Controller Overview¶
The QKD device controller has a dual role in establishing QKD links between KMEs and also authorising SAEs onto which KME they can communicate to. In the initial implementation, only two nodes are present and thus the QKD device controller is only responsible for stopping and starting the devices which is described in QKDServer.
The QKD device controller may also be responsible for unsealing the vault depending on how strict the implementation of the QKD device is configured. In the current [1] Guardian implementation, there is an unsealer process that does this automatically.
Unsealing Vault¶
Whenever the Vault is started, it is in a sealed state. It will also be the QKD device controller’s duty together to unseal the vault (if implemented as such). He/she will need a minimum quorum of unseal keys in order to do this.
GUI¶
The unseal method using the Vault web UI is shown as an example below.

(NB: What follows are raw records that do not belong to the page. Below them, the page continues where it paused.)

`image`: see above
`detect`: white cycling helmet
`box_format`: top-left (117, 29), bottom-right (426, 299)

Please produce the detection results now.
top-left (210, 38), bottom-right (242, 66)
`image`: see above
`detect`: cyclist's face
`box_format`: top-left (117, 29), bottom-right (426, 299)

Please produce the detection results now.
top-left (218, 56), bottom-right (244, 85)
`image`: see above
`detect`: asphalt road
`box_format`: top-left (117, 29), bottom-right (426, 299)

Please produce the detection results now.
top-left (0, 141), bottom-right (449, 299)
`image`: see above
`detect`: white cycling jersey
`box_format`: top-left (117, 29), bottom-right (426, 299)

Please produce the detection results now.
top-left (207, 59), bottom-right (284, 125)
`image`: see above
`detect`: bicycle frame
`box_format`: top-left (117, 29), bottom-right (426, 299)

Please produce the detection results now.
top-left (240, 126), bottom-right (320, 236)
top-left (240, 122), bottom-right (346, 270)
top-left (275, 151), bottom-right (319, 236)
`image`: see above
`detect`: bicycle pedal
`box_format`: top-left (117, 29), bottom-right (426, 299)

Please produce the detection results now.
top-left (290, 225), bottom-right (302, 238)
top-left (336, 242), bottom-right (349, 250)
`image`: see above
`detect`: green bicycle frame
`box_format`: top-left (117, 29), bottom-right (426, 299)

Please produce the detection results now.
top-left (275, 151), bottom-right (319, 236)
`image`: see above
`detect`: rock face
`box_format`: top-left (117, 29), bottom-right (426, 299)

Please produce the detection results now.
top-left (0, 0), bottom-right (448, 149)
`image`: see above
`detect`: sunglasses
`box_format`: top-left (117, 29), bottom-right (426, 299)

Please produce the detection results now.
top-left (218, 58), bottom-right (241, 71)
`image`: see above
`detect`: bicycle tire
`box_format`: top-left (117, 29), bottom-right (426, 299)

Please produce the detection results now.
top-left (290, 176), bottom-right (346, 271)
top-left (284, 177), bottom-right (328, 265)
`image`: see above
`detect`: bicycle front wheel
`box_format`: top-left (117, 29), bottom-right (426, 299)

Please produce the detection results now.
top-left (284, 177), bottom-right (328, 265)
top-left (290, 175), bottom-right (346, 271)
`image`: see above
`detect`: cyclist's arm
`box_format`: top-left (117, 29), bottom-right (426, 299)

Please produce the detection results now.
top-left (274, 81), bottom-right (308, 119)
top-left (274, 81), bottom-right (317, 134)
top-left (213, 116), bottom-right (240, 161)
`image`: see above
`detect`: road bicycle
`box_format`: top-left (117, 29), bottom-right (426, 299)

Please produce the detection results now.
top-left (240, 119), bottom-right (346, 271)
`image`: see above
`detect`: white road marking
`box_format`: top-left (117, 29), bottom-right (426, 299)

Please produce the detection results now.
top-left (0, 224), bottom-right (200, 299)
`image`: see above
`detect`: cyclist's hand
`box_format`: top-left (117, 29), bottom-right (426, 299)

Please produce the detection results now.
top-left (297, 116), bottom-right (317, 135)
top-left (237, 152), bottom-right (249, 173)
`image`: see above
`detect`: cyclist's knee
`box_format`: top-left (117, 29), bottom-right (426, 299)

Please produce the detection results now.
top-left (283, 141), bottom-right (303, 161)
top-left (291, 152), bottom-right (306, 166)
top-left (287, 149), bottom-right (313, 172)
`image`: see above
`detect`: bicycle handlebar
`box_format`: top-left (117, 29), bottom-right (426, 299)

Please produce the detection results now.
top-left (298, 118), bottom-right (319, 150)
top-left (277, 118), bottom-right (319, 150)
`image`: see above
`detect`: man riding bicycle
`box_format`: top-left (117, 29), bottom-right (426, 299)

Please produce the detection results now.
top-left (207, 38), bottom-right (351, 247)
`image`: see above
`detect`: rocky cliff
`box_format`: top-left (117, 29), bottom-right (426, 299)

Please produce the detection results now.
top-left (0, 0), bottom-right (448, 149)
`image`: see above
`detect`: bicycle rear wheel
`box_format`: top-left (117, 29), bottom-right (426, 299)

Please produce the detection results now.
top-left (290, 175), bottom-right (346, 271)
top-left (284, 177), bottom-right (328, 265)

When Vault is in a sealed state, the Vault GUI interface will indicate with a red sealed under status. It will display the following prompt for the Unseal Key Portion to be entered.¶
If one unseal key is entered, it shows 1/3 keys provided.¶
Similarly for two unseal keys entered.¶
Once the vault is unsealed, the login screen is shown once again with the status now green indicating that Vault is unsealed.¶
API¶
Vault also has an API endpoint for the unsealing process. This is documented in Vault documentation. Briefly, it supplies a PUT request to /sys/unseal with a JSON payload of the unseal key.
{
"key": "abcd1234..."
}
$ curl \
--request PUT \
--data @payload.json \
--key key.pem \
--cert cert.pem \
--cacert cacert.pem \
http://kme_id:8200/v1/sys/unseal
HVAC¶
If using Python, the hvac module has the submit_unseal_key(key=None, reset=False, migrate=False) function. This is the same function that Guardian’s unsealer uses.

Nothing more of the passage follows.